SDM Center’s Data Mining & Analysis

SDM Center’s Data Mining & Analysis SDMCenter

Parallel Statistical Analysis with RScaLAPACK

Parallel, Remote & Interactive Visual Analysis with ASPECT

Several properties of scientific data demand new computer science approaches to scientific data management. First, while processing power doubles each eighteen months, the quantity of data stored online quadruples in the same period. For example, terascale simulations in astrophysics, climate modeling, computational biology, fusion, high energy physics, combustion modeling, and materials are and will continue routinely producing data sets that are hundreds of terabytes or even petabytes in size. Although scientists are able to analyze larger data sets with more memory and more processors, our data sets grow even faster! Increasingly, they will be unable to analyze raw data; we must develop efficient and advanced data extraction and analysis capabilities so that only relevant summarized subsets are presented to the scientist for evaluation.

SDM’s Center DMA provides the data understanding infrastructure necessary for efficient and effective mining of complex scientific data. This is accomplished through the development and integration of core components for extracting features relevant to the phenomenon of interest, selecting the subsets of data, and the software infrastructure necessary to support integrative visual analyses of this data. To provide a desired level of efficiency and automation, these components are aimed to be tightly coupled with high-level I/O libraries and data migration tools and made available as components of scientific process automation within the Center.

Motivation: Many individual tools and libraries contain complementary capabilities that can be used as components of a complex scientific data understanding process. A common framework that would embrace them for Parallel, Remote, and Interactive Data Exploration (PRIDE) does not exist. Scientists are overwhelmed with a multitude of “islands of capability” spending much of their time setting up and executing individual tasks, rather than performing scientific discovery.

Approach: ASPECT is designed as a common framework that could provide a practical end-to-end integrated solution for PRIDE. ASPECT does not aim to develop standards for data storage and common tool interfaces rather to integrate, in an efficient and extensible way, a set of libraries across all layers of a visual data exploration process.

Features: ASPECT provides high performance at the level of individual components as well as at the overall system level. Its modular architecture includes: (i) GUI interface to a rich set of pluggable R’s visual analysis; (ii) 3D PVTK scientific visualization; (iii) parallel I/O interface to NetCDF, HDF5, and PVTK; and (iv) Sabul UDB-based data exchange with minimal data transfers.

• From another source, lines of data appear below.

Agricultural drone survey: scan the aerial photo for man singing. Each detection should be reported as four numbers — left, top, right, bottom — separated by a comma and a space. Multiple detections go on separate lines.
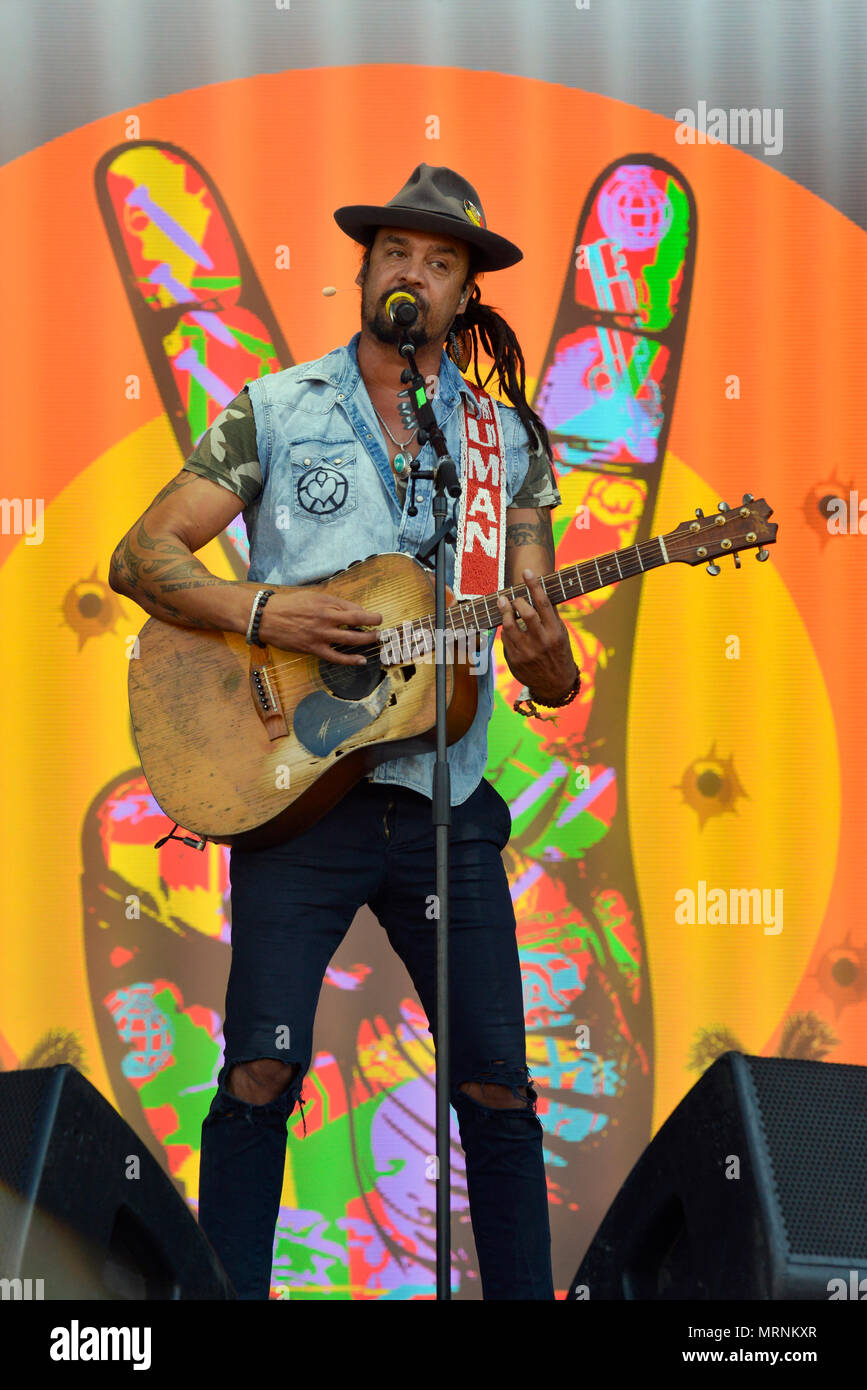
111, 164, 579, 1300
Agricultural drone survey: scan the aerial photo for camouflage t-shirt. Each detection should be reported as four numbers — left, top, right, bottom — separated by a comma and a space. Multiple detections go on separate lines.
183, 386, 561, 507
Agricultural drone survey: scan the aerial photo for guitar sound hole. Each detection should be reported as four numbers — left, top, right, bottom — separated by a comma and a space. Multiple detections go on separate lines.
320, 638, 385, 699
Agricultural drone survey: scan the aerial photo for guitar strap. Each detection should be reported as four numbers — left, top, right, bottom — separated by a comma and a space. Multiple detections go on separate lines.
453, 381, 506, 599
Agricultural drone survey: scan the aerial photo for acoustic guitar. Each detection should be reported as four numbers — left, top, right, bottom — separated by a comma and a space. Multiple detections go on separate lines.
123, 493, 777, 848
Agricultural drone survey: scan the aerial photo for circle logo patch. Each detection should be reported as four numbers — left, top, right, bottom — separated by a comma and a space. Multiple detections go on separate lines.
297, 464, 349, 517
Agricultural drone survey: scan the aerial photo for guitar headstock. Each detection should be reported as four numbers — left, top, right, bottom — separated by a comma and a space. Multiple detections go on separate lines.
664, 492, 777, 574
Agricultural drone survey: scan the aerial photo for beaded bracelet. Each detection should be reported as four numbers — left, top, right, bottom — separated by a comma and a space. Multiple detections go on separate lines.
511, 666, 581, 720
247, 589, 276, 646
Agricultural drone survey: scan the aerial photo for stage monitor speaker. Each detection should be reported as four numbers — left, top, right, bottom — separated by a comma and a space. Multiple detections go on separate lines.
567, 1052, 867, 1300
0, 1065, 236, 1301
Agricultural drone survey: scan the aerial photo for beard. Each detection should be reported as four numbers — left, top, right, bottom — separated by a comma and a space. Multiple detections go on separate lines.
361, 285, 433, 348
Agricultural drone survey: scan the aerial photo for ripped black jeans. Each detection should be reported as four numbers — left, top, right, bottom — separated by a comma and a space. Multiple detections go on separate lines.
199, 778, 554, 1300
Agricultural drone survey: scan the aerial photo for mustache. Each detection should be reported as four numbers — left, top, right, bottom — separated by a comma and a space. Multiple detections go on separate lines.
379, 285, 431, 313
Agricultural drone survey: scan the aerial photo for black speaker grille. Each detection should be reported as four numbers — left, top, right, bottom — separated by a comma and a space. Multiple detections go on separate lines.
746, 1056, 867, 1264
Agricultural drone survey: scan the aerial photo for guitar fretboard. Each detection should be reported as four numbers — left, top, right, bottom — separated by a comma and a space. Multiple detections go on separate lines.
404, 535, 671, 634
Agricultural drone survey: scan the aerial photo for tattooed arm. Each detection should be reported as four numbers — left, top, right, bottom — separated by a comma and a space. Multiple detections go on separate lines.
108, 468, 260, 632
500, 507, 577, 703
504, 507, 554, 587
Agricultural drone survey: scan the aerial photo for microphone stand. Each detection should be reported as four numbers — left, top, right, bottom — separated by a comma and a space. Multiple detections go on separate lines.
396, 319, 461, 1302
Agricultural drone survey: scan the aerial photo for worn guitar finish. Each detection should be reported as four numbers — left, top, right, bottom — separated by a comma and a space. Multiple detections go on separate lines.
129, 493, 777, 849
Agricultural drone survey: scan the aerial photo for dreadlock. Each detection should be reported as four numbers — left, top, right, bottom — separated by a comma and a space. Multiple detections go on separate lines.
361, 240, 552, 461
446, 284, 552, 460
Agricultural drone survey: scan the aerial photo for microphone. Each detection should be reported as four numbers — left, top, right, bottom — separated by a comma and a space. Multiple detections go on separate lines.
385, 289, 418, 328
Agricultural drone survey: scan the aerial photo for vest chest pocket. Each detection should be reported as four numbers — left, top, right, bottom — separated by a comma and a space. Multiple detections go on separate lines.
289, 439, 358, 525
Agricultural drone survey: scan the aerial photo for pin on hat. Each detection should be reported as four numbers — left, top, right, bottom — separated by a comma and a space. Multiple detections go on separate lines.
333, 164, 524, 271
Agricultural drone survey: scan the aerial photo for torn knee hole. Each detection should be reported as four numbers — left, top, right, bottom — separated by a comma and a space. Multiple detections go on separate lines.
459, 1081, 535, 1111
226, 1056, 299, 1099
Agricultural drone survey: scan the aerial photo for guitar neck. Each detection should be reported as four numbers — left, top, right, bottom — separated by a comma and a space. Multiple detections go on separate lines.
446, 535, 671, 631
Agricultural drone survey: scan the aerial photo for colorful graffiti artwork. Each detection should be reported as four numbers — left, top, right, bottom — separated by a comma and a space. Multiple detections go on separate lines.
0, 68, 867, 1300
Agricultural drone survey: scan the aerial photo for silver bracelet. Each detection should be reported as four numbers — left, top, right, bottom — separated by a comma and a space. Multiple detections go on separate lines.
246, 589, 268, 646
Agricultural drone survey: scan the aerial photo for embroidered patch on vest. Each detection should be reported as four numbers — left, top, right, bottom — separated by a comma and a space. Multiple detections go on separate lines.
297, 464, 349, 517
453, 382, 506, 599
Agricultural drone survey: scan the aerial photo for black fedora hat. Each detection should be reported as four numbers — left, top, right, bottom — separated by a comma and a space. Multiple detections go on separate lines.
333, 164, 524, 270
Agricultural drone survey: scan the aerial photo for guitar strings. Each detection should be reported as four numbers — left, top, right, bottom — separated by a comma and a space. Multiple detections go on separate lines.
248, 513, 763, 700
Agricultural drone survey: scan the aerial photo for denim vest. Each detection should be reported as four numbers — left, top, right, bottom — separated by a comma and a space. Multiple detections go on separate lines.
243, 334, 529, 806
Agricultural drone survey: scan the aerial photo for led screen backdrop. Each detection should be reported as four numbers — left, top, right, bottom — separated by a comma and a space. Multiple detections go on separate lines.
0, 48, 867, 1298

Application: ASPECT has been deployed across supernova explosion, climate modeling, and combustion as well as visualization, networking, and statistics groups.

Open Source: http://www.aspect-sdm.org

Contact: Nagiza Samatova [[email protected]]

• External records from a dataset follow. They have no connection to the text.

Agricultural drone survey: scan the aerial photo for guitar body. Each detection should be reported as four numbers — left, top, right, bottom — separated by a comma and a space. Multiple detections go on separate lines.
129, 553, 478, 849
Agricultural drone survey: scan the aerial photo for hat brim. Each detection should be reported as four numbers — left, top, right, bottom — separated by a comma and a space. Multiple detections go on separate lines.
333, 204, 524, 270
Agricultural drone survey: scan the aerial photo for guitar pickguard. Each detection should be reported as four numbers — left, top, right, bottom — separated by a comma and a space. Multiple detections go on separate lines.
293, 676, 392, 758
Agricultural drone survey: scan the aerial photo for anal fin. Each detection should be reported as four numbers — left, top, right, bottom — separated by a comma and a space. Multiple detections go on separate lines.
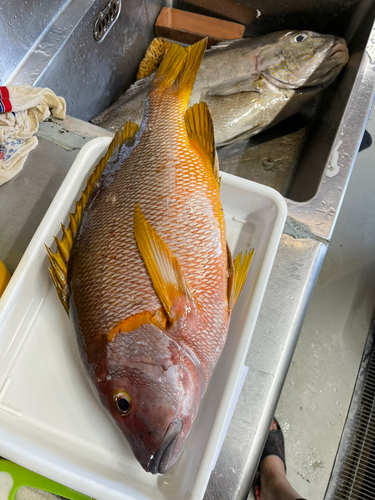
134, 204, 195, 323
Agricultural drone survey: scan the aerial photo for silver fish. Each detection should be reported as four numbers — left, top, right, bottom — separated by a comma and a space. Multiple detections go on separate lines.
92, 31, 349, 146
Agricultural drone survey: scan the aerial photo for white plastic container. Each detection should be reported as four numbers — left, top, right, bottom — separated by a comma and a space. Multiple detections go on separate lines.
0, 138, 287, 500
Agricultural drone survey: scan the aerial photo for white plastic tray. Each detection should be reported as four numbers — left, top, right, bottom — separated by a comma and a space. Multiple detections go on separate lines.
0, 138, 287, 500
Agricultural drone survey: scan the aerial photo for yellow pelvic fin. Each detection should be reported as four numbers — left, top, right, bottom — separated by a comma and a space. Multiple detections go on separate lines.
185, 102, 219, 183
229, 249, 254, 310
151, 38, 207, 98
46, 122, 139, 312
134, 204, 194, 322
227, 243, 234, 310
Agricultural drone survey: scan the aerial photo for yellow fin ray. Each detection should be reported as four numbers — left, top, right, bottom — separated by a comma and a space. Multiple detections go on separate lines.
151, 38, 207, 98
46, 122, 139, 312
230, 249, 254, 310
134, 204, 194, 322
185, 102, 219, 184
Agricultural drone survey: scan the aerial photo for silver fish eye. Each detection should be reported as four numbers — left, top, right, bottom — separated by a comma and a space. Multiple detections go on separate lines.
113, 392, 131, 417
294, 33, 307, 43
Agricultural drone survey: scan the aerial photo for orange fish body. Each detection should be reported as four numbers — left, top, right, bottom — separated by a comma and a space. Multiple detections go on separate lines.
50, 41, 250, 473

For further information about DMA, contact:

Nagiza Samatova, Oak Ridge National Laboratory, Email: [email protected]

Parallel I/O Interface to Parallel VTK

Bitmap Technology for Interactive Data Exploration

The picture on the left shows one time step of a feature tracking process on a set of combustion data from Sandia National Labs. The data is a direct numerical simulation of Hydrogen-Oxygen mixture. Color red indicates high concentrations of HO2, which could be interpreted as flame. The picture on the right shows the total time used against the number of time steps with regions of interest on a set of 2D data (1344 x 1344 grid, 335 time steps, 33 GB).

Basics steps of the feature tracking process are: (1) identify cells that satisfy a set of user specified conditions, (2) group the cells into connected regions known as regions of interest, and (3) label the regions from different time steps to reveal the evolution of the regions of interest. Bitmap technologies can be efficiently used in all three steps to speed the operations. In fact, our analyses indicate that the bitmap based approach is theoretically optimal. We have an implementation for regular grids. On the set of 2D data, the total time of all feature tracking steps is about 15 seconds on the average for conditions involving three different attributes.

We are extending our algorithms to AMR data and integrating with the ASPECT framework.

Contact: John Wu [[email protected]]

Feature Selection in Fusion Data

• The figure shows error in prediction of a Naïve Bayes classifier trained with increasingly large subsets of variables ranked by different methods

• Principal components analysis (PCA) identifies four features that are sufficient to reach the same error as using all the features

• PCA identified a subset with about half of the original features that yield classification errors as low as other ranking methods

Contact: Chandrika Kamath [[email protected]]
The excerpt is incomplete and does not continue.